While the OARSI guidelines do refer readers to the CONSORT statement for general design of clinical trials, future updates to the recommendations in KOA trials could make considerations to include the more general, yet still important, criteria in trial design. For example, the ITT approach analyzes patients according to the group they were originally assigned in order to preserve the prognostic balance between treatment groups [41]. This is an important consideration in RCTs as deviations from this method of analysis may result in biased and inaccurate estimates of comparative treatment effects. The study’s sample size is also an important factor when planning a RCT as the results of a trial need to be interpreted within the context of a number of statistical parameters (e.g., statistical power, alpha level, etc.) [32]; therefore, how the study investigators determined the final sample size should also be reported.
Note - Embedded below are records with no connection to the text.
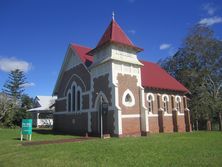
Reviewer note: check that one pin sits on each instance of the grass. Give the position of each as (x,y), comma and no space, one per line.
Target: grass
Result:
(176,149)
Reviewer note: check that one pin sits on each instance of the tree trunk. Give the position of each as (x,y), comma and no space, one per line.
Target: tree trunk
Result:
(209,128)
(220,121)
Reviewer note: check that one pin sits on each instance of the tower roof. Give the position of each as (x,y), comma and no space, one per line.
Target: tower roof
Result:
(115,34)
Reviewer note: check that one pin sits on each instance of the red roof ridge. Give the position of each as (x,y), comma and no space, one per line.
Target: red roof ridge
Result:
(115,34)
(75,44)
(152,74)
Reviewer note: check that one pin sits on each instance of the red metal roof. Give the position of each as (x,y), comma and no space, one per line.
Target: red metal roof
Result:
(115,34)
(82,53)
(153,76)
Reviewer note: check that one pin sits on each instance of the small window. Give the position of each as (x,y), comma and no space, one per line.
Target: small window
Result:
(178,103)
(150,103)
(165,103)
(78,100)
(69,102)
(73,98)
(128,99)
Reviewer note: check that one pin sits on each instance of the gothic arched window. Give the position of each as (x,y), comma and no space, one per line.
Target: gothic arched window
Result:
(165,99)
(150,99)
(178,103)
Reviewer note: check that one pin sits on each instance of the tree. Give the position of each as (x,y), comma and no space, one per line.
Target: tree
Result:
(5,105)
(198,65)
(14,86)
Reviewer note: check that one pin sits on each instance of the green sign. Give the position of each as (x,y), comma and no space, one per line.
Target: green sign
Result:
(27,126)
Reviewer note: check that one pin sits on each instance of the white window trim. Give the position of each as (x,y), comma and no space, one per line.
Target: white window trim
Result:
(127,104)
(80,90)
(178,102)
(75,85)
(177,96)
(165,95)
(167,103)
(67,100)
Funding or sponsorship is another criterion that may be added to the OARSI recommendations, as this can introduce bias into many aspects of a clinical trial’s design and reporting [42].

Conclusion

This study suggests that an improvement can be made in the conduct, design, and reporting of clinical trials for IA therapies in KOA. Despite proper guidelines, the trial quality varies, and the methodological deficiencies found are preventable and can be corrected. Continued efforts are needed to improve the quality of KOA trials with a focus on the use of biochemical biomarkers and reporting of comorbidities and KOA subphenotypes. This will allow improved comparison and consistency between trials and will in turn allow clinicians to interpret the literature with more certainty, leading to better treatment decisions for patients with KOA in clinical practice. Lastly, this study may provide some insight for future modifications to the OARSI guidelines themselves.